Mr. Kerry became combative when told that some conservatives were criticizing him for being a Roman Catholic who supported policies, like abortion rights and same-sex unions, that are at odds with Catholic teaching.
"Who are they?" he demanded of his questioner. "Name them. Are they the same legislators who vote for the death penalty, which is in contravention of Catholic teaching?"
He added: "I'm not a church spokesman. I'm a legislator running for president. My oath is to uphold the Constitution of the United States in my public life. My oath privately between me and God was defined in the Catholic church by Pius XXIII and Pope Paul VI in the Vatican II, which allows for freedom of conscience for Catholics with respect to these choices, and that is exactly where I am. And it is separate. Our constitution separates church and state, and they should be reminded of that."
Scott Belliveau has a thorough fisking of this in National Review. Hugh Hewitt, meanwhile, argues that the Catholic doctrine on the death penalty and abortion are very different, and Kerry is merely showing off his lack of knowledge of and reflection on his own faith.
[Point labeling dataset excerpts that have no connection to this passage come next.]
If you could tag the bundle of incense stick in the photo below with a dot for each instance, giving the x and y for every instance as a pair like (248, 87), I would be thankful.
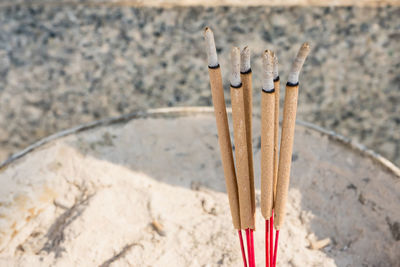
(275, 170)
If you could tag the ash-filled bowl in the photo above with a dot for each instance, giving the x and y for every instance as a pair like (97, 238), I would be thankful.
(147, 189)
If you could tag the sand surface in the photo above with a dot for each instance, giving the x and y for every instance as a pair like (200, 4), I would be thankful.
(150, 192)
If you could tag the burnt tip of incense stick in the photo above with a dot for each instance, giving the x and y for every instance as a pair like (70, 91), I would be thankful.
(275, 66)
(235, 68)
(245, 60)
(210, 47)
(267, 76)
(298, 64)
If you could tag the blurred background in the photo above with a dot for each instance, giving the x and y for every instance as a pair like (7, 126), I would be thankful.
(63, 63)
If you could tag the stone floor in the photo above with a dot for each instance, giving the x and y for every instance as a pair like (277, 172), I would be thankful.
(62, 65)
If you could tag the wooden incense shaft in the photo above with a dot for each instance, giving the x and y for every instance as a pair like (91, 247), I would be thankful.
(267, 151)
(248, 109)
(276, 134)
(285, 154)
(225, 145)
(247, 215)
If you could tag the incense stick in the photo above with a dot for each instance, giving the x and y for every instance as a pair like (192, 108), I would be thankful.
(288, 124)
(242, 248)
(241, 150)
(241, 154)
(276, 121)
(222, 127)
(267, 143)
(246, 77)
(267, 136)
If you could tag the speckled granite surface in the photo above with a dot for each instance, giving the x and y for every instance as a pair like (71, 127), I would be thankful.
(68, 64)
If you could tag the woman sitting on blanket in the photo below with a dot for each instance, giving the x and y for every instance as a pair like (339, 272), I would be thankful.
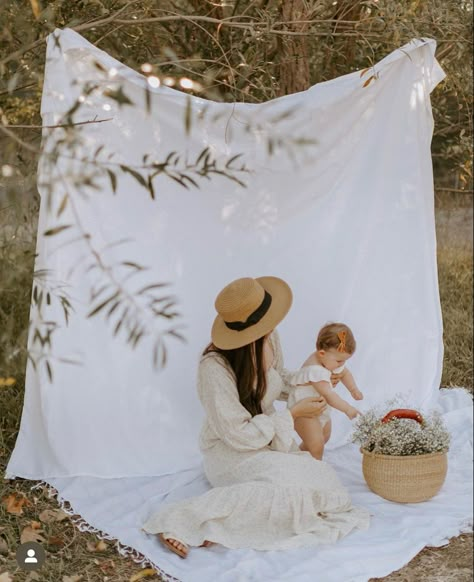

To this, I have one thing to add. Even if Kerry were accurately pointing out the hypocrisy of others, how does this in any way absolve hypocrisy on his own part? His answer started with an ad hominem attack and devolved into a murky explanation of separation of church and state. If Kerry does not understand that separation of church and state does not prevent people's faith from influencing their public decisions, then he is the opposite of a defender of the freedom of religion. The Senate Democrats have been treating religious belief as a disqualifier for public office, attacking President Bush's nominees for holding strong beliefs which might somehow influence them, despite ample evidence that at no time did this religious belief prevent them from acting within the confines of the law. In other words, even if they follow the law and do their duty, the fact that their religious belief may influence how they fulfill their duties within the discretion afforded to them by the office is reason enough to disqualify them for that office. (In the meantime, there's no word of complaint on those judges and executive officers who break the law in accordance with the religion of secular humanism.) If this is not an attack on religious freedom, I don't know what is.
Update: Added a link to Byron York's article to point out what the Democratic anti-religious tactics have been.